Juin 2014 : Assemblée générale : Le point sur les actions et les finances

P1040006L’ADPSE a tenu son assemblée générale mardi 03 juin. L’occasion de retracer l’activité durant l’année 2013. Outre le suivi du dossier juridique Hambregie (avec 13 échanges de mémoires !), l’ADPSE a participé au débat sur la transition énergétique, organisé une conférence sur l’eau et également participé à des actions pour le maintien de la ligne ferroviaire Sarreguemines-Bitche.

Un point financier a également été fait. Malgré le règlement d’honoraires d’avocat, la trésorerie affichait fin 2013 un solde positif de plus de 4 600 €. Les dons et cotisations ainsi que les différentes rentrées issues de manifestations comme le dîner dansant, permettent à l’association d’envisager sereinement son avenir.
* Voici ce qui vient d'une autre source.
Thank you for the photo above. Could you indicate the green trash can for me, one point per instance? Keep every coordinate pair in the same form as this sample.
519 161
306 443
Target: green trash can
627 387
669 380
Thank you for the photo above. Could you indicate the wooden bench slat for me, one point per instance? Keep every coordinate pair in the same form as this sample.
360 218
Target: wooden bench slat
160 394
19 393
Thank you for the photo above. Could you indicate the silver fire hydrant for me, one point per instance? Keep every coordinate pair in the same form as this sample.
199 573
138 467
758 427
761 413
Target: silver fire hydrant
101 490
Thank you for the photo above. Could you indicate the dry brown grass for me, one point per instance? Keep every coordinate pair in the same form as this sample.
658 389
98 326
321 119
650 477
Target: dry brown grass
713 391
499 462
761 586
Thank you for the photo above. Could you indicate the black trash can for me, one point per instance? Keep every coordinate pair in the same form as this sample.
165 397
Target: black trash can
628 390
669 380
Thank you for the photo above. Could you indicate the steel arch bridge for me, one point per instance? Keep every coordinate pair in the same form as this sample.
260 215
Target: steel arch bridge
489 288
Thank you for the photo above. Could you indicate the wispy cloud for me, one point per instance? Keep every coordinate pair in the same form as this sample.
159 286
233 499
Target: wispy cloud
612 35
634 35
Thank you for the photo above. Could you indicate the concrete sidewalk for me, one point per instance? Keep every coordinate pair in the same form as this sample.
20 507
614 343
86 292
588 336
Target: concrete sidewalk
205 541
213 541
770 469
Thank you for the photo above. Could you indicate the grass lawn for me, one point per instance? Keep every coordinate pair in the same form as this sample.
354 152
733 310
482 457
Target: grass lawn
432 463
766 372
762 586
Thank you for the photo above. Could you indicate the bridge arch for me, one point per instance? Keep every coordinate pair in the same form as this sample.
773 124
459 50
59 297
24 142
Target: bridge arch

Il faudra effectivement être en capacité de réagir si l’action contre Hambregie devait aboutir devant le Conseil d’Etat, mais aussi pouvoir engager d’autres actions dans différents domaines liés à la protection de l’environnement sur le secteur de Sarreguemines et environs.

Concernant le dossier Hambregie, une nouvelle date de clôture de l’instruction vient d’être annoncée par la Cour Administrative d’Appel de Nancy : ce sera le 19 juin prochain. Après cette date, les juges devraient étudier le dossier, puis organiser une audience avant de rendre leur jugement… Jugement attendu (ou pas) après 5 années de combats contre ce projet !

Quel que soit l’issue de ces jugements, nous pouvons légitimement être dubitatifs quant à la prétendue volonté de Direct Energie à maintenir ce projet, alors qu’on vient de mettre sous cocon une unité 2 fois moins puissante à Toul pour des raisons d’absence de rentabilité… C’est aussi le cas partout en Europe pour près d’une centrale sur cinq.

Est-ce que l’ADPSE n’aurait finalement pas rendu service à Direct Energie ? Sans son action, l’industriel aurait peut être investi à l’époque 770 millions d’Euros dans une voie sans issue. Et les riverains auraient en plus d’un Europôle « no man’s land », une centrale terminée ou non, à l’abandon. Alors soyons positifs, avec seulement le « no man’s land », la CASC peut au moins revendre cette surface pour d’autres entreprises…

Lire les articles du RL :

2014_06_05_RL_Les_detracteurs_d_hambregie_veillent

2014_06_05_RL_Rester_sur_le_qui_vive_en_attendant_la_justice

Une remarque et correction sur ce passage de l’article :

A l’issue de plusieurs recours en justice, le dossier est arrêté en 2012 par le tribunal administratif
de Strasbourg. Ce dernier ne retient pas les arguments écologiques présentés par les opposants à
la centrale. Mais sur la forme, il estime que le plan local d’urbanisme de la commune de Hambach
devait être révisé, et non modifié, pour supporter une telle installation.

Primo : Un tribunal administratif (ou autre) juge sur le droit, sur le respects de la législation et n’a pas à formuler des avis sur l’écologie ! Nos mémoires n’étaient en rien constitués de pamphlets poético-écologiques, mais d’arguments probants concernant les nombreux points de droit de l’environnement ou de l’urbanisme ayant été enfreint. Les juges n’ont pas à « éplucher » ou à se prononcer sur tout le dossier, mais rendent leur jugement avec la précision en préambule « sur les conclusions à fin d’annulation et sans qu’il soit besoin d’examiner les autres moyens de la requête » . Ce qui signifie, que cela n’exclu en rien que d’autres moyens auraient également pu être retenus !

Secundo : Cet argument est une reprise des pathétiques remarques des dirigeants de la CASC suite au jugement (ils se raccrochaient à ce qu’ils pouvaient sans doute !). Au plan juridique, l’illégalité du PLU de Hambach était d’ailleurs bien un problème de fond et non de forme !

On peut aussi considérer que l’absence de financement est pour le moins un gros de problème de base ( ou de fond ?).